図5に示した例では、火災防護を必要とするエリア11において、ケーブルトレイ2と電路サポート3の周囲を、耐火ボード20と原子力発電所の躯体8である天井と壁とで囲むことで、3時間の火災からケーブル(
図5には示さず)を防護する。
【0061】
実施例4では、耐火構造である耐火ボード20の内部に、温度計である熱電対12を設置する。

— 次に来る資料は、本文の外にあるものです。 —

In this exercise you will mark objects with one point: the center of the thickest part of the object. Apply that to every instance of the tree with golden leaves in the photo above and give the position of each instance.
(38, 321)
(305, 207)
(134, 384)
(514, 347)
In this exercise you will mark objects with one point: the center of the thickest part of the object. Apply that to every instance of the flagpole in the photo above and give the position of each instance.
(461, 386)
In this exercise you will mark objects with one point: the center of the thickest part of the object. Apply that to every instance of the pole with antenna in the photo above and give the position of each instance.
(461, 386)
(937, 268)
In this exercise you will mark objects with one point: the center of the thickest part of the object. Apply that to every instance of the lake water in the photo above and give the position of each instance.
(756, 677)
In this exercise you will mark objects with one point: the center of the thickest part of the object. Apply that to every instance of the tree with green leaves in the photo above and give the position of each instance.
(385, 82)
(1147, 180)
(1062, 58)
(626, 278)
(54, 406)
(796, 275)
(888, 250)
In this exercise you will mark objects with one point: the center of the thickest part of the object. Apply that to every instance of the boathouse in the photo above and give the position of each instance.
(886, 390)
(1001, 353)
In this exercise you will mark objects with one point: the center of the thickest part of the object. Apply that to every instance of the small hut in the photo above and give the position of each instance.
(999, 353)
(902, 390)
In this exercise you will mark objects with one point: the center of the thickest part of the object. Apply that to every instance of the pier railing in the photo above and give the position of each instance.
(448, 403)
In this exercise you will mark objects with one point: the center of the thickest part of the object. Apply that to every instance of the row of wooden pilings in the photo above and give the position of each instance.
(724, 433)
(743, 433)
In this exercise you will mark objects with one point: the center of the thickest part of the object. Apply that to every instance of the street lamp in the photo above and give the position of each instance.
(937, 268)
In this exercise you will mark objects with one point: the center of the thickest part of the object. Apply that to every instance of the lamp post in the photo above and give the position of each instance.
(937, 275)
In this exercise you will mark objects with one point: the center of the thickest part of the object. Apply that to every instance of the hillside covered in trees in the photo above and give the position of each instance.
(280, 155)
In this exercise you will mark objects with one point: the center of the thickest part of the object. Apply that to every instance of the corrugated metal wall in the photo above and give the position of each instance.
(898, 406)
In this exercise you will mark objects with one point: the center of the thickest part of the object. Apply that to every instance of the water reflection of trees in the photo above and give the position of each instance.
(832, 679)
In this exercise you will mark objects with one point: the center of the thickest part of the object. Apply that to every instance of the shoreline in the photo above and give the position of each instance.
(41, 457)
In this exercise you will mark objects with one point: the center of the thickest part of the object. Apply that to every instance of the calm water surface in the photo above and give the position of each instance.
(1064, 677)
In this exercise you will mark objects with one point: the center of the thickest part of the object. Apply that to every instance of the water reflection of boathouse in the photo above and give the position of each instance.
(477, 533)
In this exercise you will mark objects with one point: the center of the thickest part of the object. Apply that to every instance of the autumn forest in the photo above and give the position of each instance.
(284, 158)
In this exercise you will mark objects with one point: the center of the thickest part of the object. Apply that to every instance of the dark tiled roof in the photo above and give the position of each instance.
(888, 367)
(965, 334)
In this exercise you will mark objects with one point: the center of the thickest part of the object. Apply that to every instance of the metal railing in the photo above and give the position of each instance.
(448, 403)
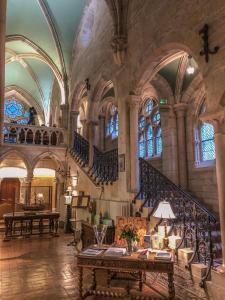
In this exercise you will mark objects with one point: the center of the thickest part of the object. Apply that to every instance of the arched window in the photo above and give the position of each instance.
(150, 140)
(15, 112)
(205, 145)
(112, 126)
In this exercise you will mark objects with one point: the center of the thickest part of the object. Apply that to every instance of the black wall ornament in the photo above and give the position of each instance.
(204, 32)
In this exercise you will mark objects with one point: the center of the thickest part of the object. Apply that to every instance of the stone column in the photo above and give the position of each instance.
(102, 132)
(2, 65)
(64, 116)
(29, 185)
(219, 128)
(73, 125)
(134, 102)
(180, 110)
(54, 193)
(169, 140)
(91, 138)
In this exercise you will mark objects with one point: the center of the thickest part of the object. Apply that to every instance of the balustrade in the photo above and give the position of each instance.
(35, 135)
(81, 148)
(197, 226)
(105, 165)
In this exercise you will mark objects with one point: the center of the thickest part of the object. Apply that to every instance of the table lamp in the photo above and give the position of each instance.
(165, 212)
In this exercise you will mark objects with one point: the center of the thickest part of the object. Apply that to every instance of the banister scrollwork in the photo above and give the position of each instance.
(194, 223)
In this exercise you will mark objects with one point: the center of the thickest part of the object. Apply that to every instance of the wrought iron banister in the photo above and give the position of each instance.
(194, 223)
(105, 165)
(36, 135)
(81, 148)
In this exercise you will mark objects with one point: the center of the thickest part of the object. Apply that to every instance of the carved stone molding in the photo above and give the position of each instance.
(119, 11)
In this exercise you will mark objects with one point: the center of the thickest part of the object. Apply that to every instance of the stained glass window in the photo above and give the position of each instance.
(112, 124)
(156, 117)
(150, 149)
(158, 142)
(141, 146)
(149, 106)
(15, 111)
(150, 140)
(207, 142)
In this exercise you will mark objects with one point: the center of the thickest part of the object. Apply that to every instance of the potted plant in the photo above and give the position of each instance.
(130, 234)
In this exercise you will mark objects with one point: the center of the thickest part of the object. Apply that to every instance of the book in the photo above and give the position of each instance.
(114, 251)
(92, 252)
(163, 256)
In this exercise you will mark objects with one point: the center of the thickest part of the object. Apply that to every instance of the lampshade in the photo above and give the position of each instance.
(40, 195)
(68, 199)
(164, 211)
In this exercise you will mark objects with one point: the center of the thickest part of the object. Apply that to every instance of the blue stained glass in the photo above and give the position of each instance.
(141, 146)
(141, 124)
(207, 142)
(156, 117)
(149, 132)
(14, 111)
(149, 106)
(158, 142)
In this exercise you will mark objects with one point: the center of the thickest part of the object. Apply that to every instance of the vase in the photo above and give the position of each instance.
(129, 246)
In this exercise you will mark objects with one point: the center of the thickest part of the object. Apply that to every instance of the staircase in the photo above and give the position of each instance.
(198, 227)
(104, 169)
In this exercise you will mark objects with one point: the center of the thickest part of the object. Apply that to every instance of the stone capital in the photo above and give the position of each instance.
(165, 108)
(134, 101)
(92, 123)
(180, 109)
(217, 119)
(74, 113)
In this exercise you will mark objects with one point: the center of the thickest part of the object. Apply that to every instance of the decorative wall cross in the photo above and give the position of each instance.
(204, 32)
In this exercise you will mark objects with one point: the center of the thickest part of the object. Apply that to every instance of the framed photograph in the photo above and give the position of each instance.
(121, 162)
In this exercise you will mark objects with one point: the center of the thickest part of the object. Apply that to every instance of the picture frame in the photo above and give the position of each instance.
(121, 162)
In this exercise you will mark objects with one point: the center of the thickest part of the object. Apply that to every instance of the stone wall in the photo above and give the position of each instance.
(156, 31)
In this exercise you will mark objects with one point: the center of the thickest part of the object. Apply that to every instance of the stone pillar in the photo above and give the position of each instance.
(54, 193)
(134, 102)
(29, 185)
(102, 132)
(64, 116)
(219, 128)
(2, 65)
(169, 140)
(73, 125)
(84, 132)
(91, 138)
(180, 110)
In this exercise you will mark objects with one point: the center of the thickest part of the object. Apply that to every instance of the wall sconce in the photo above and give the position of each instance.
(190, 68)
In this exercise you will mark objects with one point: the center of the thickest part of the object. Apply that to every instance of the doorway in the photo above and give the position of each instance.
(9, 193)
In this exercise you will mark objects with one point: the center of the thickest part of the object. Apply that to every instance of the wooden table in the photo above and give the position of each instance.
(121, 264)
(30, 223)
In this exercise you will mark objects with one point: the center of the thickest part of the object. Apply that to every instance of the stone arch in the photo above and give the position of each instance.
(77, 96)
(101, 88)
(50, 154)
(157, 60)
(21, 155)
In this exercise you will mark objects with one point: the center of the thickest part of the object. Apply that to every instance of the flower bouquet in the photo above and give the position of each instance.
(130, 234)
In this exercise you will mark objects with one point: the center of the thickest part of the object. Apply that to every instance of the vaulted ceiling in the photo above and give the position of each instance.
(39, 42)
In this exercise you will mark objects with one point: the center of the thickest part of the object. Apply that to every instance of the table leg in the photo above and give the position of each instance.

図5に示した例では、3つの熱電対12をケーブルトレイ2上に設置しているが、ケーブルトレイ2に格納されたケーブル上に設置してもよい。熱電対12により耐火ボード20の内部でのケーブルの周囲の雰囲気温度を測定し、この雰囲気温度から耐火ボード20の内部のケーブルの状態を知ることができる。
【0062】
熱電対12は、耐火ボード20の構築前に、予めケーブルトレイ2(又はケーブル)の表面に設置し、熱電対12の導線13をケーブルトレイ2に沿わせて布設しておく。可能であれば、ケーブルトレイ2の内部に導線13を布設してもよい。原子力発電所の躯体8(
図5の例では壁)には、導線13を通すための開口部である躯体貫通部14を設ける。躯体貫通部14は、火災防護を必要とするエリア11と火災防護を必要としないエリア15との境界となる躯体8(
図5の例では壁)に設ける。導線13は、躯体貫通部14を通して、火災防護を必要とするエリア11から火災防護を必要としないエリア15まで引き出され、火災防護を必要としないエリア15で温度測定用のモニタ16に接続される。
【0063】
また、導線13を、躯体貫通部14を通して火災防護を必要としないエリア15まで引き出せない場合には、耐火ボード20を固定する原子力発電所の躯体8と耐火ボード20との隙間から、導線13を引き出し、温度測定用のモニタ16に接続する。この際には、導線13を引き出した箇所にブランケット状の断熱材6を詰めて隙間を塞ぎ、火災時に隙間から火炎が入るのを防止する。
【0064】
以上の説明では、耐火構造が耐火ボード20である場合について説明した。耐火構造が耐火ラッピング30である場合も、耐火ラッピング30の内部でケーブルトレイ2(又はケーブル)の表面に熱電対12を設置し、熱電対12により耐火ラッピング30の内部でのケーブルの周囲の雰囲気温度を測定し、この雰囲気温度から耐火ラッピング30の内部のケーブルの状態を知ることができる。熱電対12の導線13は、耐火ラッピング30に開口部を設けて、耐火ラッピング30の外へ引き出し、温度測定用のモニタ16に接続することができる。この際には、導線13を引き出した開口部にブランケット状の断熱材6を詰めて隙間を塞ぎ、火災時に隙間から火炎が入るのを防止する。
【0065】
なお、本発明は、上記の実施例に限定されるものではなく、様々な変形例を含む。例えば、上記の実施例は、本発明を分かりやすく説明するために詳細に説明したものであり、本発明は、必ずしも説明した全ての構成を備える態様に限定されるものではない。
【0066】
また、ある実施例の構成の一部を他の実施例の構成に置き換えることが可能である。また、ある実施例の構成に他の実施例の構成を加えることも可能である。また、各実施例の構成の一部について、他の実施例の構成を追加・削除・置換することが可能である。